Source: CSIRO; Cape Grim Baseline Air Pollution Station; Oram et al. (1995); Fraser et al. (1999); Madronich & Velders (1999); Prinn et al. (2000)
Ozone-depleting substances that continue to grow in the background atmosphere are several of the CFCs and halons and all of the HCFCs, because they continue to be emitted from their large 'banks' in the developed world and because of expanding use in the developing world. The chlorinated solvents (methyl chloroform and carbon tetrachloride) are in decline and methyl bromide levels are constant. The net stratospheric chlorine data show (Figure 69) that the accumulation of ozone-depleting substances in the background atmosphere slowed during the early 1990s, stopped in the mid-1990s (maximum in 1994) and now is declining slowly. This is a significant development since 1996 (SoE 1996), which showed a slight reduction of total chlorine in the lower atmosphere in the early 1990s. Models indicate that stratospheric chlorine and ozone responses lag chlorine behaviour in the lower atmosphere by about three to five years, suggesting that stratospheric ozone depletion over Australia and Antarctica should have peaked in the late 1990s.
Ozone depletion was first observed in Antarctica in the early 1970s (first reported by Farman et al. 1985) when stratospheric chlorine levels had risen to about 2 ppb (Figure 70). Predictions of future chlorine levels suggest that ozone recovery is expected by about 2050 (when chlorine levels fall to about 2 ppb). However, recovery may be delayed by as much as 50 years because of climate change (a colder stratosphere, resulting from enhanced levels of greenhouse gases, leads to more ozone destruction in polar regions) and larger than anticipated use of ozone-depleting substances, in particular CFCs and halons, in developing countries. Illegal production of ozone-depleting substances is believed to be relatively small and is not expected to delay ozone recovery significantly (Fraser 2000).
Figure 70: Past and future stratospheric chlorine levels (ppb, cumulative) based on global atmospheric observations (1980-2000), historic (1960-1980) and future emission data (2000-2050) of the major ozone-depleting substances.

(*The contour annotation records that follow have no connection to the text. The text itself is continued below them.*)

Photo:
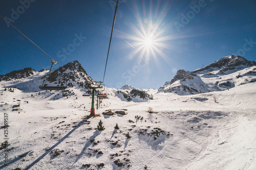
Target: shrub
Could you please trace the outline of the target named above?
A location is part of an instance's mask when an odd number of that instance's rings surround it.
[[[127,132],[126,134],[125,134],[125,137],[127,137],[127,139],[130,139],[131,138],[131,136],[130,135],[130,134],[129,134],[129,132]]]
[[[217,103],[217,99],[216,98],[216,95],[214,95],[214,102]]]
[[[99,120],[99,124],[97,126],[97,129],[99,131],[103,131],[105,128],[104,128],[104,126],[102,126],[103,123],[101,120]]]
[[[154,112],[153,109],[152,107],[150,107],[148,108],[148,112],[150,113],[153,113]]]
[[[118,127],[118,125],[116,123],[116,126],[115,127],[115,129],[119,129],[119,127]]]

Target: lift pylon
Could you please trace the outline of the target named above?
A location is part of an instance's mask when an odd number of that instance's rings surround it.
[[[95,93],[95,89],[96,88],[102,88],[103,87],[103,85],[101,85],[102,83],[102,82],[87,82],[87,83],[86,83],[86,88],[91,88],[93,90],[93,93],[92,94],[92,107],[91,108],[91,113],[90,114],[90,116],[94,116],[95,115],[95,112],[94,109],[94,94]]]

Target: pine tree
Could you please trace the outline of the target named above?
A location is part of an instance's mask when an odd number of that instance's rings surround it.
[[[99,124],[97,126],[97,129],[98,130],[102,131],[104,129],[105,129],[105,128],[104,128],[104,126],[102,126],[102,124],[103,124],[103,123],[101,121],[101,120],[100,120],[99,122]]]
[[[118,125],[116,123],[116,126],[115,127],[115,129],[119,129],[119,127],[118,127]]]
[[[131,136],[130,135],[130,134],[129,134],[129,132],[127,132],[126,134],[125,134],[125,137],[127,137],[127,139],[130,139],[131,138]]]

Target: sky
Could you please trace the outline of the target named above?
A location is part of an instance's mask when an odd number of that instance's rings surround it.
[[[102,81],[114,0],[1,0],[0,15],[63,66]],[[254,0],[119,0],[104,84],[159,88],[226,56],[256,61]],[[0,75],[52,60],[0,18]],[[54,69],[58,68],[57,65]]]

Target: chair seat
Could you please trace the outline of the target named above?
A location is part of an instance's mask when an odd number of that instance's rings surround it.
[[[66,86],[40,86],[39,88],[41,90],[65,90],[67,87]]]

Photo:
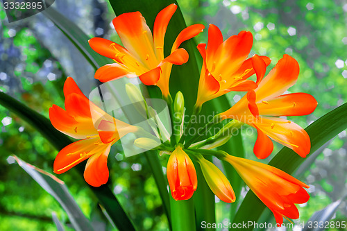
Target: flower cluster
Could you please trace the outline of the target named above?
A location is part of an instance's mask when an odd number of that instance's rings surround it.
[[[182,94],[178,93],[174,103],[170,96],[169,80],[172,65],[181,65],[187,62],[188,53],[179,47],[183,42],[195,37],[204,28],[201,24],[195,24],[183,30],[172,45],[170,54],[164,57],[164,37],[176,8],[175,4],[171,4],[158,13],[153,35],[139,12],[125,13],[115,18],[112,22],[124,46],[99,37],[89,41],[96,52],[115,61],[99,68],[95,78],[108,82],[124,76],[139,77],[146,85],[158,86],[163,99],[168,104],[174,104],[173,107],[169,105],[176,117],[172,119],[173,123],[177,117],[184,117],[185,110]],[[251,33],[247,31],[241,31],[223,41],[218,27],[210,25],[208,44],[197,46],[203,63],[194,112],[198,114],[205,102],[228,92],[244,92],[246,95],[239,101],[215,116],[204,128],[209,129],[223,120],[232,119],[222,128],[223,131],[238,129],[246,123],[257,130],[254,153],[258,158],[266,158],[271,153],[271,139],[305,157],[310,151],[307,133],[296,123],[280,117],[310,114],[317,102],[307,94],[285,94],[295,84],[299,74],[298,62],[289,55],[285,55],[265,76],[271,59],[257,55],[248,58],[253,42]],[[81,140],[59,152],[54,162],[54,171],[62,173],[89,158],[85,179],[92,186],[100,186],[108,180],[107,157],[111,146],[128,133],[143,131],[141,128],[117,120],[96,106],[82,94],[71,78],[65,83],[64,94],[66,110],[53,105],[49,110],[51,123],[60,131]],[[144,105],[145,114],[151,114],[151,110]],[[159,122],[154,119],[153,127],[160,127]],[[185,128],[190,126],[191,123]],[[182,130],[185,128],[183,124],[180,126]],[[142,132],[146,138],[139,138],[134,145],[146,147],[149,146],[148,143],[151,147],[158,146],[153,149],[169,155],[167,175],[175,200],[189,199],[196,190],[196,163],[217,196],[226,203],[235,201],[228,179],[204,157],[212,155],[235,169],[251,190],[271,210],[278,223],[283,222],[283,217],[298,219],[295,204],[308,200],[310,196],[304,189],[308,186],[273,166],[237,157],[221,151],[208,150],[225,144],[231,137],[228,134],[219,132],[195,142],[199,137],[188,139],[182,131],[174,131],[171,137],[168,135],[167,141],[161,140],[156,133]],[[158,139],[154,141],[151,136]]]

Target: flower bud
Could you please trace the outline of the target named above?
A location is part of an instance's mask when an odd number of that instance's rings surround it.
[[[167,168],[167,180],[174,199],[189,199],[198,186],[196,172],[192,160],[180,146],[169,158]]]
[[[221,171],[203,157],[198,162],[205,180],[213,193],[224,202],[230,203],[235,201],[234,190]]]

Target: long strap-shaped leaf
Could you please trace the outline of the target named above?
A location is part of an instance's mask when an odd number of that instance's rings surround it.
[[[58,150],[60,150],[71,143],[66,135],[56,130],[49,120],[43,115],[3,92],[0,92],[0,104],[31,124]],[[76,169],[81,173],[82,176],[84,171],[83,166],[78,164],[76,166]],[[105,207],[119,230],[135,230],[130,219],[121,207],[112,190],[107,185],[103,185],[98,188],[89,185],[88,186],[98,198],[100,203]]]
[[[325,114],[306,128],[305,130],[311,138],[311,151],[309,155],[346,128],[347,103]],[[292,174],[305,160],[291,149],[284,147],[269,164]],[[265,205],[250,191],[236,214],[233,223],[257,222],[264,208]],[[249,227],[244,230],[252,230],[252,228]]]

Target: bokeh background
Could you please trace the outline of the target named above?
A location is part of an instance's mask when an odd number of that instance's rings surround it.
[[[284,53],[298,60],[301,74],[289,92],[309,93],[319,102],[312,114],[289,118],[302,127],[346,102],[347,1],[178,1],[187,25],[201,23],[208,27],[214,24],[221,28],[224,37],[242,30],[251,31],[255,38],[251,54],[270,57],[273,60],[270,67]],[[51,7],[90,37],[120,42],[110,24],[115,15],[107,1],[59,0]],[[62,87],[67,76],[73,77],[86,95],[95,87],[92,67],[43,15],[8,23],[0,3],[0,19],[1,91],[48,117],[52,104],[63,105]],[[207,42],[207,30],[196,37],[196,42]],[[227,96],[235,103],[242,94]],[[0,230],[56,230],[52,212],[62,221],[68,222],[65,212],[8,157],[15,154],[52,173],[57,151],[30,124],[1,106],[0,121]],[[243,139],[247,156],[253,158],[255,134],[245,133]],[[318,155],[315,160],[309,158],[296,171],[295,176],[310,185],[312,197],[299,207],[301,221],[307,221],[314,212],[346,195],[346,141],[344,130],[312,155]],[[281,148],[276,145],[273,153]],[[167,230],[162,202],[146,160],[141,155],[126,158],[119,152],[121,149],[116,144],[109,157],[115,194],[141,230]],[[94,225],[99,225],[100,230],[115,230],[111,225],[104,225],[105,219],[79,173],[71,170],[58,177],[66,182],[83,212]],[[244,196],[247,190],[244,189]],[[228,205],[217,201],[217,222],[228,221]],[[346,217],[347,204],[343,202],[334,221],[347,221]],[[294,230],[299,230],[298,228]]]

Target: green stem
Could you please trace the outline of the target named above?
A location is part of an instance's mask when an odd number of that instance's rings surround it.
[[[194,110],[193,110],[193,114],[190,117],[190,119],[189,119],[189,121],[188,123],[188,125],[187,126],[187,128],[185,129],[183,134],[182,134],[182,137],[180,137],[180,141],[178,142],[179,144],[184,143],[185,137],[187,137],[187,135],[188,135],[189,130],[190,128],[192,128],[192,126],[193,125],[193,123],[192,123],[193,119],[200,113],[201,110],[201,107],[194,106]]]
[[[208,121],[208,123],[205,125],[205,126],[202,128],[203,130],[205,130],[203,132],[207,132],[211,127],[217,124],[218,123],[221,122],[220,118],[218,117],[218,115],[215,116],[214,117],[212,118],[210,121]],[[195,143],[198,138],[201,137],[201,135],[199,135],[200,132],[196,132],[196,134],[189,141],[187,141],[185,143],[185,147],[188,148],[189,146],[192,145],[192,144]]]
[[[149,164],[149,166],[152,171],[154,180],[159,191],[159,194],[162,200],[162,205],[164,210],[167,216],[169,225],[171,227],[171,216],[170,216],[170,195],[167,191],[167,182],[162,173],[162,167],[160,161],[156,153],[153,151],[147,151],[144,153],[144,156]]]
[[[175,200],[170,196],[172,231],[196,230],[193,198]]]

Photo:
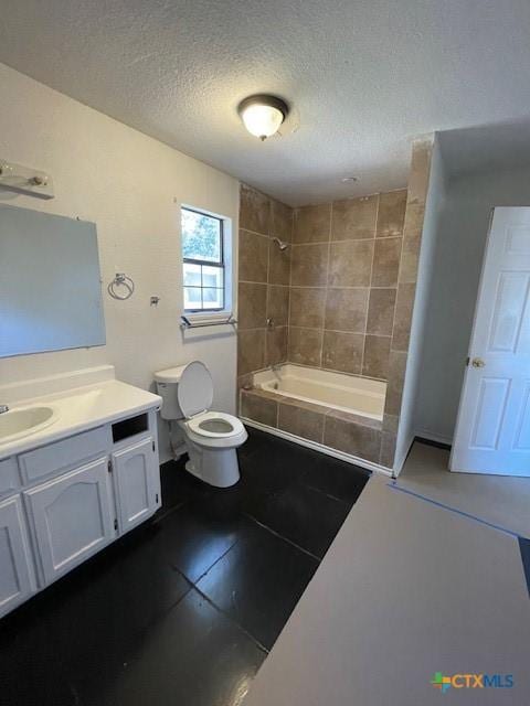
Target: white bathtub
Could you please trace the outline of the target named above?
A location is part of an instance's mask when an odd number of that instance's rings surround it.
[[[386,383],[286,363],[254,375],[254,385],[285,397],[312,402],[382,421]]]

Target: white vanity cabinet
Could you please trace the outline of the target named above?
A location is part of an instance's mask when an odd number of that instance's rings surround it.
[[[20,495],[0,502],[0,618],[35,591]]]
[[[160,504],[156,408],[0,461],[0,617]]]
[[[116,537],[106,457],[36,485],[24,496],[46,585]]]
[[[160,505],[160,470],[155,439],[148,437],[113,453],[118,527],[132,530]]]

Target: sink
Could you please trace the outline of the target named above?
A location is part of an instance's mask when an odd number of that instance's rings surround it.
[[[53,407],[19,407],[0,415],[0,443],[14,441],[45,429],[57,419]]]

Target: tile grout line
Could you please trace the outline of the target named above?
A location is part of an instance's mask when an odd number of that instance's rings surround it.
[[[241,632],[243,632],[247,638],[250,638],[252,640],[252,642],[254,642],[254,644],[256,644],[259,650],[262,650],[263,652],[265,652],[265,654],[269,654],[271,650],[268,650],[264,644],[262,644],[259,642],[259,640],[257,638],[255,638],[251,632],[248,632],[248,630],[246,630],[246,628],[244,628],[240,622],[237,622],[237,620],[235,620],[235,618],[233,616],[231,616],[230,613],[227,613],[225,610],[223,610],[222,608],[220,608],[206,593],[204,593],[200,588],[198,588],[197,586],[193,586],[193,589],[203,598],[203,600],[205,600],[212,608],[214,608],[216,611],[219,611],[222,616],[224,616],[224,618],[226,618],[226,620],[229,622],[231,622],[233,625],[235,625],[239,630],[241,630]]]
[[[298,549],[298,552],[303,552],[304,554],[307,554],[307,556],[311,557],[311,559],[315,559],[319,564],[322,560],[316,554],[312,554],[312,552],[309,552],[309,549],[305,549],[304,547],[300,547],[299,544],[296,544],[296,542],[293,542],[293,539],[288,539],[287,537],[284,537],[282,534],[279,534],[279,532],[276,532],[276,530],[273,530],[268,525],[264,524],[263,522],[254,517],[254,515],[251,515],[251,513],[247,512],[246,510],[242,511],[242,514],[245,515],[245,517],[248,517],[250,520],[255,522],[257,525],[259,525],[259,527],[263,527],[264,530],[273,534],[275,537],[278,537],[278,539],[282,539],[283,542],[286,542],[290,546],[295,547],[295,549]]]
[[[373,250],[372,250],[372,261],[370,264],[370,286],[368,288],[368,302],[367,302],[367,313],[364,319],[364,341],[362,345],[362,359],[361,359],[361,375],[364,374],[364,360],[367,357],[367,338],[368,338],[368,315],[370,312],[370,301],[372,299],[372,281],[373,281],[373,263],[375,260],[375,239],[378,235],[378,225],[379,225],[379,207],[381,205],[381,194],[378,194],[378,207],[375,210],[375,224],[373,228]]]
[[[328,258],[326,261],[326,289],[325,289],[325,295],[324,295],[324,325],[321,328],[322,334],[321,334],[321,341],[320,341],[320,370],[322,368],[324,365],[324,341],[326,339],[326,318],[327,318],[327,313],[328,313],[328,296],[329,296],[329,268],[330,268],[330,263],[331,263],[331,236],[333,233],[333,202],[330,203],[329,205],[329,226],[328,226]],[[322,425],[322,443],[324,443],[324,436],[325,436],[325,429],[324,427],[326,426],[326,420]]]

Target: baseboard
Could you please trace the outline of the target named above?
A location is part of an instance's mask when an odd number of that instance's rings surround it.
[[[372,461],[360,459],[359,457],[352,456],[351,453],[344,453],[343,451],[331,449],[329,446],[318,443],[318,441],[309,441],[309,439],[297,437],[294,434],[289,434],[288,431],[284,431],[283,429],[277,429],[276,427],[268,427],[267,425],[261,424],[259,421],[254,421],[254,419],[247,419],[246,417],[240,418],[245,425],[247,425],[248,427],[253,427],[254,429],[259,429],[259,431],[266,431],[267,434],[272,434],[273,436],[279,437],[280,439],[286,439],[287,441],[294,441],[295,443],[305,446],[306,448],[312,449],[314,451],[326,453],[326,456],[332,456],[333,458],[346,461],[347,463],[351,463],[352,466],[360,466],[361,468],[365,468],[369,471],[375,471],[377,473],[382,473],[383,475],[392,478],[391,469],[385,468],[384,466],[380,466],[379,463],[372,463]]]
[[[441,449],[451,449],[453,446],[453,439],[451,437],[434,434],[426,429],[416,429],[414,440],[421,441],[422,443],[430,443],[431,446],[437,446]]]

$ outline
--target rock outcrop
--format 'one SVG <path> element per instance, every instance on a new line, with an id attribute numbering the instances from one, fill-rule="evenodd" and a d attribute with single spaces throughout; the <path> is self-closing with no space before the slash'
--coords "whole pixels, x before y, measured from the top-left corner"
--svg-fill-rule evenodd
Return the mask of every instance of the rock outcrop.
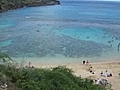
<path id="1" fill-rule="evenodd" d="M 1 0 L 0 12 L 30 6 L 59 5 L 57 0 Z"/>

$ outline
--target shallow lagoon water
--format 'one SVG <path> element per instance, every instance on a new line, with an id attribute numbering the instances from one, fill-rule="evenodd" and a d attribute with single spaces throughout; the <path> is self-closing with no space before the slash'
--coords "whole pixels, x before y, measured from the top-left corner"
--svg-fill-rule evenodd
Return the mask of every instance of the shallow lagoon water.
<path id="1" fill-rule="evenodd" d="M 69 63 L 119 60 L 120 6 L 62 2 L 0 14 L 0 50 L 15 60 Z"/>

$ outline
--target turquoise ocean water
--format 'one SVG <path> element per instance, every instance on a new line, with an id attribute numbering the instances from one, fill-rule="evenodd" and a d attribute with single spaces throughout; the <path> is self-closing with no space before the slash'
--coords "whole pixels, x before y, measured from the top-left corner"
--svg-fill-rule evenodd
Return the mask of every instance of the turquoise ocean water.
<path id="1" fill-rule="evenodd" d="M 61 1 L 0 13 L 0 51 L 15 60 L 120 60 L 120 3 Z"/>

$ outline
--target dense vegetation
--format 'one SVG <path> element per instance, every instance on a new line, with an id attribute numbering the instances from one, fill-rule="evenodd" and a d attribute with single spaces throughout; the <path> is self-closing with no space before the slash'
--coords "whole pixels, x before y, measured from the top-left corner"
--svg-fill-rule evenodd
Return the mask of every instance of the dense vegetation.
<path id="1" fill-rule="evenodd" d="M 24 6 L 43 6 L 60 4 L 57 0 L 0 0 L 0 12 Z"/>
<path id="2" fill-rule="evenodd" d="M 6 58 L 10 60 L 6 54 L 0 54 L 2 62 Z M 0 80 L 7 83 L 8 90 L 106 90 L 89 79 L 76 77 L 64 66 L 41 69 L 7 63 L 0 65 L 0 71 Z"/>

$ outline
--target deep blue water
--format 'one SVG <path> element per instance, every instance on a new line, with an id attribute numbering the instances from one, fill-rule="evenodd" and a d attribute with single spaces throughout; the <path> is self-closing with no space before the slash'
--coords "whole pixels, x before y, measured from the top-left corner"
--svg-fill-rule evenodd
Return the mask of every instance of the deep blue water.
<path id="1" fill-rule="evenodd" d="M 0 51 L 11 57 L 120 59 L 119 43 L 119 2 L 61 1 L 0 13 Z"/>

Future emissions are calculated assuming global compliance to the Montreal Protocol (scenario A3, Madronich & Velders 1999). The contribution of methyl bromide is split into anthropogenic (A) and natural (N) components and the natural ozone-depleting substance methyl chloride is included. The line at 2 ppb corresponds to when ozone depletion was first detected (about 1980) and when ozone recovery is anticipated (about 2050). Other chlorocarbons such as chloroform (CHCl3), dichloromethane (CH2Cl2) and a range of chlorinated solvents contribute a further 0.1 ppb to stratospheric chlorine (not shown).
Source: Madronich and Velders (1999).
Ozone recovery is expected by about 2050 but may be delayed by as much as 50 years.